# What is the equivalent of linear Gaussian noise but for discrete data

A common framework in stats and ML is that our data is noisy observation of an underlying true value, e.g.

\begin{aligned} \mathbf{x} &= \mathbf{z} + \boldsymbol{\varepsilon}, \\ \boldsymbol{\varepsilon} &\sim \mathcal{N}(0, \sigma^2 \mathbf{I}), \\ \mathbb{E}[\mathbf{x}] &= \mathbf{z}. \end{aligned}

This linear-Gaussian assumption is everywhere (see A Unifying Review of Linear Gaussian Models).

However, what if $$\mathbf{x}$$ is discrete. Are there noise models in this case? I don't find anything interesting when I search for this online.

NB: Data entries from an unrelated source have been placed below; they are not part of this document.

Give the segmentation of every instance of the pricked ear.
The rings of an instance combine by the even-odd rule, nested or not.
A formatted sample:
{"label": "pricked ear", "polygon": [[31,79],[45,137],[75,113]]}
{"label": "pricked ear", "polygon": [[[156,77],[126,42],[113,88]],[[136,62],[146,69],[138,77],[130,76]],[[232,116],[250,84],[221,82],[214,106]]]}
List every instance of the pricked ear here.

• what makes you think Gaussian noise is only for continuous variables and can't be applied to discrete data? Commented Dec 14, 2020 at 0:27
• @develarist if you applied continuous valued noise, it wouldn't be discrete anymore Commented Dec 14, 2020 at 11:13

If you reformulate your assumption, to say that our observations are realisations of a normally distributed random variable, then, of course, there are analogies in discrete cases:

• a coin flip is a realisation of a Bernoulli-distributed random variable;
• the number of heads in a series of coin flips is a realisation of a random variable with a binomial distribution;
• the number of hits a website gets in an hour is a realisation of a random variable with a Poisson distribution;

etc.

But, if you are looking for additive error, then, I believe, it is highly uncommon. Not that you couldn't construct one, but I cannot remember having ever seen one in practice.

One option would be to model $$\boldsymbol{x}$$ as arising from, e.g., a Poisson distribution with mean parameter $$\boldsymbol{z}$$, where $$\log(\boldsymbol{z})$$ follows a Gaussian distribution centered at the desired mean.

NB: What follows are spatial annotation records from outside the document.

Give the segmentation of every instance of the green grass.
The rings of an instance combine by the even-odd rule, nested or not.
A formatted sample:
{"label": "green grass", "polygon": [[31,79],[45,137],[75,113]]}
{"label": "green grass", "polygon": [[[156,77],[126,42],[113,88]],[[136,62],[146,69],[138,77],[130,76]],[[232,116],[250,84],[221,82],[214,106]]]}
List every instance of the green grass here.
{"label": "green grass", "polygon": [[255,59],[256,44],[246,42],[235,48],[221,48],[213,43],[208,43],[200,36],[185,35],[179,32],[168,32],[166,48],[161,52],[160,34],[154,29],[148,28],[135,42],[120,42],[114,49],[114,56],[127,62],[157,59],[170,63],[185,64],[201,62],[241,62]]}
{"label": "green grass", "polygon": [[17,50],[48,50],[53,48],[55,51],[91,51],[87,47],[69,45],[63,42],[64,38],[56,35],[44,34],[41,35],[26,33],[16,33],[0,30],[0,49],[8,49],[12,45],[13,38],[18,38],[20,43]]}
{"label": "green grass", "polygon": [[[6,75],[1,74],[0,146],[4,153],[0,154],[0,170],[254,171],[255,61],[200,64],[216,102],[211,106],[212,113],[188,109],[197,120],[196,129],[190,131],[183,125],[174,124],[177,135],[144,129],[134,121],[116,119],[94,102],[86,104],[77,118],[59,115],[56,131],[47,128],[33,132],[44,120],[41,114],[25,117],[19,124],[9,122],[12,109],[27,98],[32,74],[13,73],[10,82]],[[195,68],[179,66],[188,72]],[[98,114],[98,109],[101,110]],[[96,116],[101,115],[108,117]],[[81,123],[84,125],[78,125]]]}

It is not common to my knowledge to see discrete models which are of the form you described on the observed space, but some discrete models can be motivated from latent processes of the form that you described.

For example, let:

$$Z^\star = \mu + \epsilon$$ where the star is used to denote that it is not observed, or latent. Then the variable:

$$X = 1\{Z^\star >0 \}$$

is a binary variable. If $$\epsilon$$ is logistically distributed then you get

\begin{align*} P(X =1) = \frac{1}{1 + \exp(-\mu)} \end{align*}

This is one way to motivate logistic regression. Similarly if $$\epsilon$$ has a gaussian distribution you get a probit.

Another class of models of a similar form are random utility choice models. Here we assume typically that a class of say J choices each has an associated random variable, $$X_1, X_2,...,X_J$$, which typically represents the utility of value to the agent choosing.

We suppose that the agent makes the choice with the highest utility, i.e $$\arg max_{j \in 1,2,\dots,J} (X_1,\dots,X_J)$$ and each $$X_i$$ has the form:

$$X_i = \mu_i + \epsilon$$, where $$\mu_i$$ is the structural part of the value and $$\epsilon$$ is gumbel distributed noise with scale parameter $$\sigma$$.

Then if $$Y = \arg max_{j \in 1,2,\dots,J} (X_1,\dots,X_J)$$ is a random variable taking discrete values $$1,\dots, J$$ representing the observed choice

\begin{align*} P(Y =j) = \frac{exp(\frac{\mu_j}{\sigma})}{\sum_{i=1}^Jexp(\frac{\mu_i}{\sigma})} \end{align*}

The $$\mu_i$$'s themselves can be modelled as functions of other covariates of the choice or choice maker and this leads to slightly different models different models. Different choices of error also leads to different models (but in this case will not have convenient closed forms to work with).

These are just a few examples of models with what I believe to be the flavour of model you are looking for. It would not be impossible to construct variable of the form you described directly on the observed space, but I believe there are larger literatures where we imagine a continuous noisy latent space that then gets transformed to the discrete space. The reason for this is that discrete distributions are not location families and thus composing a mean function with an additive discrete error gives you a different distribution than the error.